Metropolitan Daniil becomes Bulgaria's new Patriarch

Bulgaria's Orthodox Church has elected the current Metropolitan Daniil from the Danube city of Vidin as its new Patriarch. 

In a run-off vote on Sunday, 69 clergy and laity who had gathered in the capital Sofia for a national council voted in favour of the 52-year-old. 

According to local media reports, the opposing candidate, Metropolitan Grigory (53) from Vratsa, received 66 votes.

In the first round of voting, none of the nominated candidates received the necessary two-thirds majority. The two candidates with the most votes advanced to the second round. A simple majority was sufficient in this round. The election was necessary because Patriarch Neofit died on 13 March at the age of 78. He had led the church since 2013.

Daniil's election as head of the church for life is considered a surprise. Metropolitan Grigory, who was appointed provisional head by the Holy Synod in March, had been considered to have better chances. 

The new Patriarch Daniil was born on 2 March 1972. He began studying English in Sofia in 1996, but decided to study theology the following year and entered the monastery. He has been a bishop since 2008. From 2010, he gained a great deal of experience abroad as vicar to the Metropolitan of the United States of America, Canada and Australia, until he was elected Metropolitan of Vidin in north-west Bulgaria in 2018.

Ten days ago, the church's governing body, the Holy Synod, proposed three metropolitans as candidates for the patriarchal election, as stipulated in the church statute. The National Council includes all bishops as well as clergy and lay people delegated by the dioceses. Representatives of the monasteries, seminaries and theological faculties also took part in the patriarchal election.

The new patriarch will be enthroned on Sunday afternoon in the cathedral in Sofia. The honourable head of the Orthodox churches, the Ecumenical Patriarch Bartholomew I of Constantinople, and the Vatican's ecumenical representative, Cardinal Kurt Koch, will also take part in the ceremony.

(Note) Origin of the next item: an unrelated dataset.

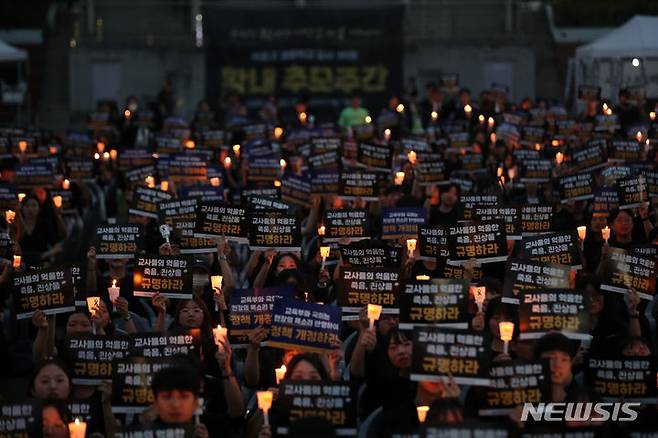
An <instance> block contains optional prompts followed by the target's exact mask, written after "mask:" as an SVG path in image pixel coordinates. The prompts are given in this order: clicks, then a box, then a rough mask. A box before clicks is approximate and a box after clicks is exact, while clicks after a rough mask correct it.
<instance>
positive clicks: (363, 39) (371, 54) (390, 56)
mask: <svg viewBox="0 0 658 438" xmlns="http://www.w3.org/2000/svg"><path fill="white" fill-rule="evenodd" d="M403 14H404V8H402V7H387V8H377V9H344V10H335V9H313V8H311V9H307V8H305V9H298V8H292V7H291V8H289V9H285V10H284V9H261V10H254V9H227V8H221V7H218V6H212V5H210V6H207V7H205V8H204V15H203V17H204V20H203V21H204V33H205V44H206V47H207V49H206V50H207V52H206V53H207V59H206V65H207V78H206V79H207V87H208V90H207V91H208V96H220V95H222V94H224V93H225V92H226V91H229V90H234V91H237V92H238V93H240V94H242V95H243V96H244V97H245V101H246V102H247V103H250V104H251V105H250V106H252V105H254V104H256V103H257V101H260V102H262V100H263V98H265V97H267V96H268V95H271V94H275V95H277V96H278V97H279V98H280V100H281V101H282V103H284V104H286V103H287V104H290V103H294V101H295V99H296V98H298V97H299V96H300V95H305V94H306V95H312V96H313V97H314V99H313V101H312V102H311V106H312V108H319V107H332V106H342V104H343V102H342V101H341V98H345V97H348V96H349V95H350V94H352V93H359V94H360V95H361V96H363V98H364V100H365V102H366V103H367V105H369V107H370V109H371V111H373V110H378V109H379V107H380V106H382V105H383V104H384V103H385V101H386V98H387V95H388V94H390V93H391V92H394V93H397V92H399V91H400V90H401V86H402V59H403V53H402V47H403V45H402V19H403Z"/></svg>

As head of the Bulgarian Orthodox Church, Neofit had helped to heal the wounds caused by the split in the Church in the 1990s. At that time, there was a counter-patriarch. The large funeral ceremonies for Neofit showed his popularity among the population. Around two thirds of the 6.4 million Bulgarians profess Orthodox Christianity. Only just under 39,000 people voluntarily declared themselves to be Catholic in the 2021 census.